Ricette italiane di casa, spiegate passo passo

Cucina di Rosa
Pollo e Tacchino

Tacchino Saltimbocca alla Romana Light

Tacchino Saltimbocca alla Romana Light
Porzioni 4 persone
Preparazione 20 minuti
Cottura 10 minuti
Totale 30 minuti

Il tacchino saltimbocca alla romana light è una versione più leggera del grande classico romano, preparata con fettine sottili di fesa di tacchino, prosciutto crudo e salvia fresca. È un secondo piatto veloce, profumato e saporito, ideale per una cena in settimana ma abbastanza elegante anche per un pranzo semplice con ospiti. La cottura breve mantiene la carne morbida, mentre il vino bianco crea un fondo delicato senza appesantire. Pochi ingredienti, pochi minuti e tutto il gusto dei saltimbocca in una variante più leggera.

Ingredienti

  • 500 g di fesa di tacchino a fettine sottili
  • 80 g di prosciutto crudo dolce a fette sottili
  • 12 foglie di salvia fresca
  • 80 ml di vino bianco secco
  • 1 cucchiaio di olio extravergine di oliva
  • 30 g di farina 00
  • Sale fino q.b.
  • Pepe nero q.b.
Gli ingredienti per Tacchino Saltimbocca alla Romana Light
Gli ingredienti per Tacchino Saltimbocca alla Romana Light

Preparazione

Prepara le fettine

Assottiglia leggermente le fettine di tacchino con un batticarne, poi dividile se sono troppo grandi. Sistema su ciascuna una fetta di prosciutto crudo e una foglia di salvia, fissando tutto con uno stecchino.

Infarina leggermente

Passa solo il lato senza prosciutto in poca farina, eliminando l’eccesso. Aggiungi pochissimo sale, perché il prosciutto è già sapido, e una macinata di pepe.

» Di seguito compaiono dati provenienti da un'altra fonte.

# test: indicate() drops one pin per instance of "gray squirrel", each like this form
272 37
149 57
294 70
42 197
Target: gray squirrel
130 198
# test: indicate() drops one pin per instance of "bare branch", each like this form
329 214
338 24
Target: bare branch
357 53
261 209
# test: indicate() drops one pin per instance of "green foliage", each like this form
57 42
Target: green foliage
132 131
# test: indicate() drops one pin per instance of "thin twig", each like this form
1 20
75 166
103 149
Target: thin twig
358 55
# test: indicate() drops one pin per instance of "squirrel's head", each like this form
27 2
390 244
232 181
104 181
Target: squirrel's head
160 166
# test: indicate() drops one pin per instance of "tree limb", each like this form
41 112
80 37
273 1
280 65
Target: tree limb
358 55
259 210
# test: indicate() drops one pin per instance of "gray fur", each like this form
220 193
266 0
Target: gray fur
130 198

Cuoci i saltimbocca — Tacchino Saltimbocca alla Romana Light
Cuoci i saltimbocca — Tacchino Saltimbocca alla Romana Light

Cuoci i saltimbocca

Scalda l’olio in una padella ampia e cuoci i saltimbocca prima dal lato infarinato per 2 minuti, poi girali delicatamente e prosegui per 1 minuto dal lato del prosciutto.

Sfuma e servi

Versa il vino bianco, lascia evaporare l’alcol e cuoci ancora per 2-3 minuti, finché il fondo sarà leggermente legato e la carne cotta ma morbida. Servi subito il tacchino saltimbocca alla romana light con il suo sughetto.

I consigli di Rosa

La farina va solo sul lato nudo della fettina, come dice il passaggio, e il motivo è doppio: è quella farina a legare il vino sul fondo della padella, e il prosciutto lasciato scoperto resta morbido invece di seccarsi in una crosticina salata.

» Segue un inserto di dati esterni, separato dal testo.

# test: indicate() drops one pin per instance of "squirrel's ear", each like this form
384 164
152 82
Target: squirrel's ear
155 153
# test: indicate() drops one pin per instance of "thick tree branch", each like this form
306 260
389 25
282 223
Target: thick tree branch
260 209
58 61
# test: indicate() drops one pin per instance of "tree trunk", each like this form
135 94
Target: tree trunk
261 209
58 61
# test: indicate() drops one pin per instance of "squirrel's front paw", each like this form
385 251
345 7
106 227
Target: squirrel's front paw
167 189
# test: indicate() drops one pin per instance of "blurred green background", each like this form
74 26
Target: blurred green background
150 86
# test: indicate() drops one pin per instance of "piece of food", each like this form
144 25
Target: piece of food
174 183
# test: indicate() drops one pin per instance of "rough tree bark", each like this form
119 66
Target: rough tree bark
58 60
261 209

Il crudo è già sapido di suo: il pizzico di sale serve alla fesa di tacchino, non al condimento, quindi tienilo davvero al minimo e affidati piuttosto al pepe. La salvia mettila fra prosciutto e carne, non appoggiata sopra: a contatto diretto con la padella brucia e diventa amara.

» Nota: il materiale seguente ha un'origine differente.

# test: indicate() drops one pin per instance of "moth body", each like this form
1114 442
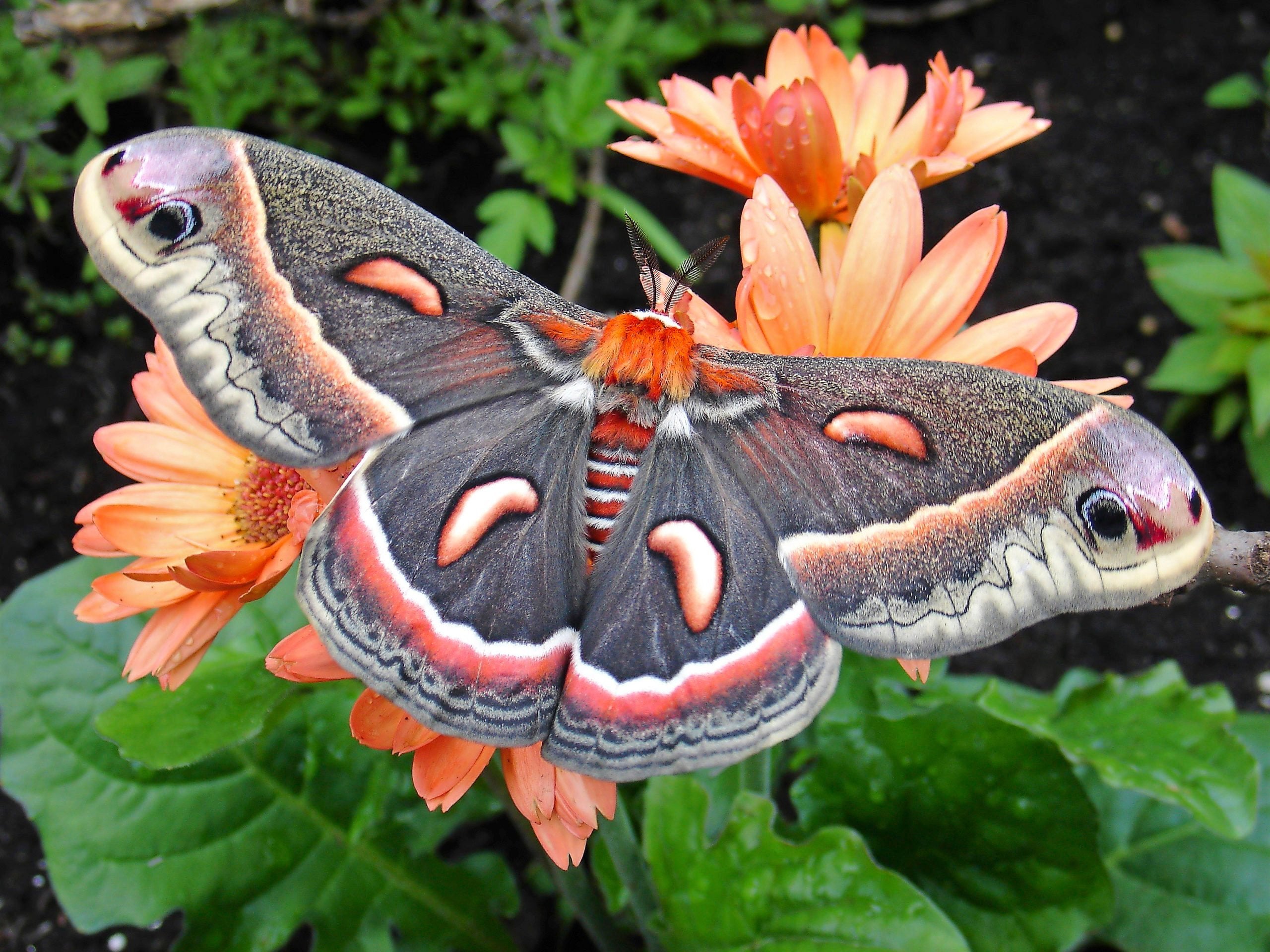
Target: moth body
591 531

Il tacchino è più magro del vitello e perdona meno le distrazioni: gira i saltimbocca una volta sola e dal lato del prosciutto conta pochissimo, il tempo indicato e non di più. Il resto lo fa il vino mentre restringe e finisce di cuocere la carne dolcemente.

Conservazione

I saltimbocca sono fettine sottili cotte pochissimo: ogni riscaldata è una seconda cottura che le indurisce. Se puoi, cucinane solo quanti ne servono; quello che avanza mettilo in frigorifero insieme al suo fondo di vino, mai all’asciutto, e riprendilo il prima possibile.

Per rimetterli in caldo usa la padella con qualche cucchiaio di quel fondo, coperchio e fiamma bassissima, giusto il tempo che il sughetto torni fluido e li avvolga di nuovo. Congelarli ha poco senso: scongelandosi rilasciano acqua, il prosciutto crudo perde consistenza e la salvia il suo profumo, che qui è praticamente tutto il piatto.